University of Pennsylvania researchers have earned acclaim in recent years for using a type of genetic engineering to treat leukemia.
Now another Penn team says the tactic may be effective against a debilitating skin disease.
That is because the two maladies have something in common: deviant cells of the immune system.
The treatment for the skin disease, a rare autoimmune disorder called pemphigus vulgaris, has been demonstrated so far only in mice, the scientists reported online Thursday in the journal Science.
But because the related leukemia treatment has achieved dramatic results in people, the authors are optimistic that they may someday be able to treat - and even cure - pemphigus in humans, along with certain other diseases in the autoimmune family.
Scientists tend to shy away from the word cure, but a cure is possible with this treatment "if we can figure out how to use it properly," said Penn's Aimee S. Payne, one of the study's senior authors.
Another autoimmune disease that might yield to similar treatment is the neuromuscular condition myasthenia gravis, said Payne, an associate professor of dermatology at Penn's Perelman School of Medicine. Conditions such as lupus and multiple sclerosis, however, are more complicated and would need a different approach, she said.
Autoimmune diseases occur when the immune system mistakenly perceives the patient's own tissue to be foreign and, as a result, attacks it.
In the case of pemphigus, the attack is directed at a type of protein that helps skin cells stick together. When rogue immune cells seek out this protein, the skin deteriorates and blisters, especially inside the mouth and throat. Eating and drinking become increasingly difficult, even excruciating, and patients can suffer infections.
The rare condition was often fatal until the advent of cortisone and other immune-suppressing steroids in the mid-20th century. Physicians also prescribe nonsteroidal immune suppressants.
But both of those drug classes have complications, and because they suppress the immune response, patients remain prone to infection.
"When you have breakdown of your skin, and then you take away their immune system, you've put them at high risk of infection," said Penn's Michael C. Milone, the co-senior author of the new study.
So for years, the goal has been to somehow target only those immune cells that had gone rogue, leaving the rest intact.

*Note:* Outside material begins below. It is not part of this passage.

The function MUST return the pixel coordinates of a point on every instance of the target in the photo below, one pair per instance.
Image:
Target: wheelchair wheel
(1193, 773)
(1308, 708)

Milone, a former member of the Penn lab that developed the successful treatment for certain leukemias, started discussing the problem with Payne three years ago. The idea came from her postdoctoral researcher Christoph T. Ellebrecht.
Both the leukemias and the blistering disease are marked by abnormalities in a staple of the immune system called a B cell. In certain leukemias, the B cells become malignant, whereas in the blistering disease, B cells mistakenly attack the protein that holds skin together.

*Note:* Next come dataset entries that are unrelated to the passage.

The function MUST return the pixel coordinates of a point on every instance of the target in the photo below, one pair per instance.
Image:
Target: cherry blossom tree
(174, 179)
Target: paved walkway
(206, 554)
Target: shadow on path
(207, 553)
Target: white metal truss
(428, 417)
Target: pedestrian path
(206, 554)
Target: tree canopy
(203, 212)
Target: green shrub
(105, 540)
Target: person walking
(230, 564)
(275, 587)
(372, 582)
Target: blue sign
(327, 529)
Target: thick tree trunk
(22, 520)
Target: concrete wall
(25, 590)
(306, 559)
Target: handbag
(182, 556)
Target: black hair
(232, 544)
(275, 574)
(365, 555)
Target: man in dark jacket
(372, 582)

Working with Penn professor Carl H. June, Milone helped to "engineer" another type of immune-system soldier called T cells, training them to destroy B cells. But that approach wipes out all B cells, malignant and healthy, so patients have to take immune-boosting drugs for the rest of their lives.

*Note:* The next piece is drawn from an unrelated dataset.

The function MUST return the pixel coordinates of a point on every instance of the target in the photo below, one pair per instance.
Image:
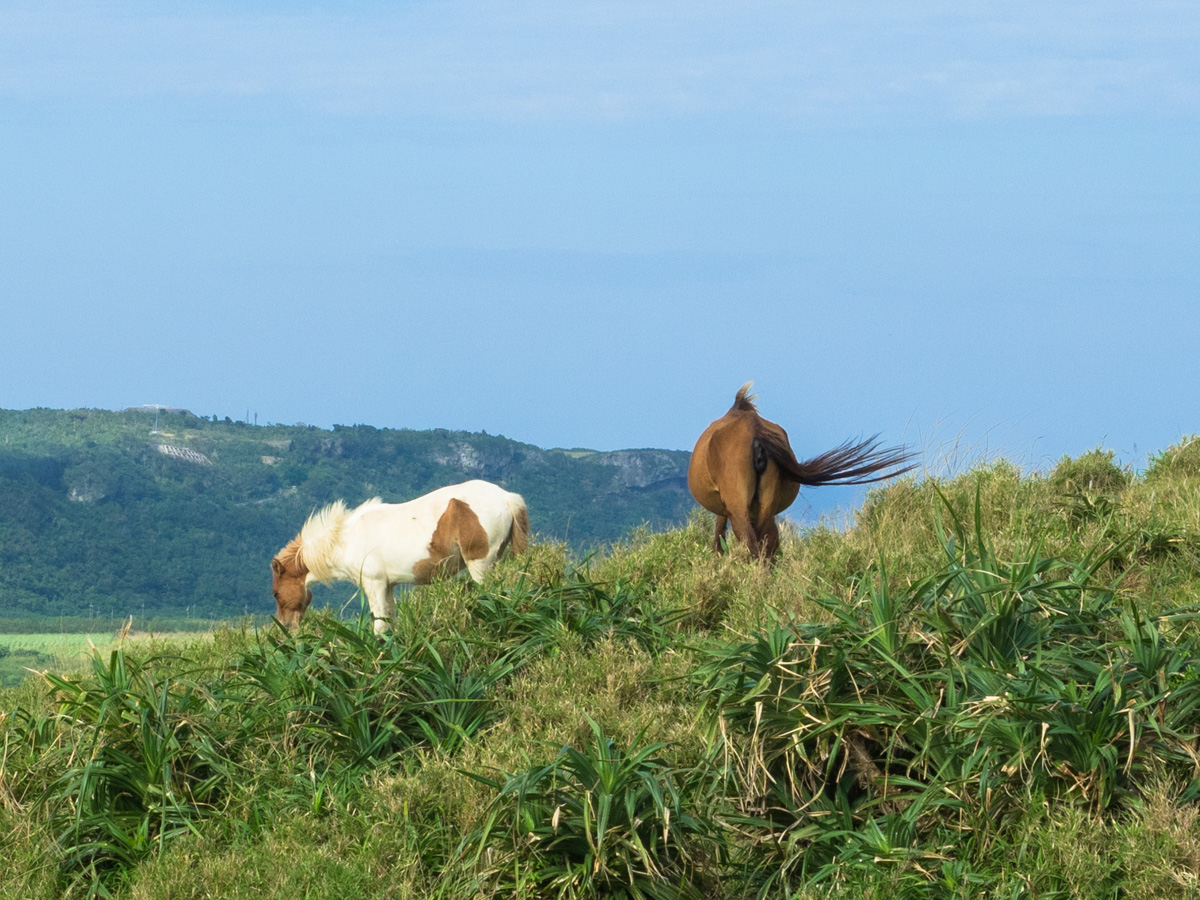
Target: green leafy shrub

To treat the blistering disease, Milone and Payne wanted a targeted approach, tweaking T cells so that they would destroy only the rogue B cells.
They did so by turning the T cells into a kind of bait, attaching to them a portion of the DNA recipe for the skin protein. In theory, the malfunctioning B cells would be drawn to these baited T cells, which would then destroy them.
The bait DNA was inserted in the T cells by means of a virus that was customized so it could not replicate and cause disease.
Mice do not naturally get the blistering disease. So the scientists induced it by injecting a dozen of the animals with rogue B cells, then administered the baited T cells to half of them.
Sure enough, after a couple of weeks, the treated mice had no blisters in their mouths, whereas five of the untreated animals did. Tests also revealed that levels of the rogue B cells had declined sharply in the treated mice but not in the untreated group.
What's more, the treatment did not appear to affect other tissues in the body - always an area for concern when scientists interfere with the immune system.
Other scientists who were not involved with the study said the results were promising.
Betty Diamond, an autoimmune-disease researcher at the Feinstein Institute for Medical Research in Manhasset, N.Y., cautioned that the mouse "model" of the disease was artificial and would not necessarily translate to humans.
"This is very exciting," she said. "But this is going to require a thoughtful and cautious progression to the clinic."
The apparent success of Penn's targeted approach prompted Whitney A. High, associate professor of dermatology and pathology at the University of Colorado School of Medicine, to make a military analogy.
"They're saying, 'What if we knew what the hostiles were, and we sent in a field team to take out just those hostiles?' " said High, who treats patients with the blistering disease.
Milone said a good deal of the team's success was driven by Ellebrecht, the first author of the study.
Next on the team's agenda is to try treating the blistering disease in dogs, which get it naturally. The scientists also are discussing how to proceed with trials in humans.
They say they will not have to worry about one problem that arose with the cancer treatments.
In some leukemia patients, the T cells become ineffective because the malignant B cells mutate.
But in the skin disease, if the rogue B cells were to mutate so that they were no longer drawn to the baited T cells, then they would, by definition, no longer be drawn to the skin protein either, Payne said. The disease would go away.
"It literally can't escape," she said.